It is always DNS. A kubectl story
I frequently interact with several Kubernetes clusters which sit behind a corporate VPN. The fact that one has to be connected to the VPN in order to access these clusters had never granted a second thought.
Long time ago I installed kubectl in my laptop using Homebrew (see instructions here). Since then, I kept using kubectl to connect to those clusters without problems, as long as I was also connected to the VPN.
One day, I started noticing the following error message:
$ kubectl get podUnable to connect to the server: dial tcp: lookup my-cluster.contoso.io on 192.168.0.1:53: no such host
Troubleshooting and fixing the issue
This was very puzzling. I had been using kubectl with no problem until very recently. Even more confusing was the result of my immediate troubleshooting:
- I was definitely connected to the VPN
- I could resolve
my-cluster.contoso.iowhen using other tools likecurl,ping, ordig +trace
What was going on? I checked with my colleagues in case they were experiencing the same issue. Of course, they weren't! The next immediate action was to compare the versions of kubectl we were using.
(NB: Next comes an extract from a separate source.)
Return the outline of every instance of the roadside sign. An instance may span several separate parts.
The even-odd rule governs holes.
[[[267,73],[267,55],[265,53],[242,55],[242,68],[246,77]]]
When we compared versions, I was several versions behind theirs. With nothing better to try out, I decided to upgrade kubectl as in
brew upgrade kubernetes-cli
And this is where I grabbed the thread to find out what was going on! When Homebrew upgraded kubectl, it finished by complaining that /usr/bin/local/kubectl had been symlinked to a different location than the previous Homebrew installation. Even more interesting was the fact that the current binary pointed to my Docker for Mac installation!
I tried the suggested fix to repoint the binary:
brew link --overwrite kubernetes-cli
And just like that, kubectl started working again 🚀
The root cause
I wasn't happy though. Since I didnt know why this happened, I was concerned it could happen again. Googling on the basis Docker for mac is doing something funny to my kubectl. Shortly after I found that indeed Docker for mac will repoint your kubectl when installed or upgraded.
- Note the issue was closed due to inactivity: https://github.com/docker/for-mac/issues/2368
That explained why the binary installed by Homebrew was repointed by Docker. However, why was the Docker version unable to reach out to clusters behind the VPN? What's so different between the 2 versions?
As it turns out, kubectl inherits an issue fro Go, whereby DNS resolution would only pick whatever is found in /etc/resolv.conf rather than using the MacOS stack for DNS resolution.
The way to prevent the issue is by compiling your Go application with the CGO_ENABLED=1 environment variable.
- See the open issue: https://github.com/kubernetes/kubernetes/issues/23130#issuecomment-572292652
As you can read in that issue's thread, the Homebrew distribution of kubectl does indeed compile it with CGO_ENABLED=1 while the official google release doesn't.
That solves the mystery. Upgrading docker caused the kubectl binary to be repointed to a version of kubectl redistributed by Docker. While the Homebrew version is compiled to correctly resolve DNS in MacOS, Docker is redistributing the official google release which isnt compiled this way!
TL;DR
If you are a Mac user:
- Always install kubectl in Mac using Homebrew
- If you notice DNS resolution errors connecting to clusters behind a VPN, its likely Docker for Mac repointed the
kubectlbinary to its own version. Restore to the Homebrew version with:brew link --overwrite kubernetes-cli
For everyone else, remember it's always DNS!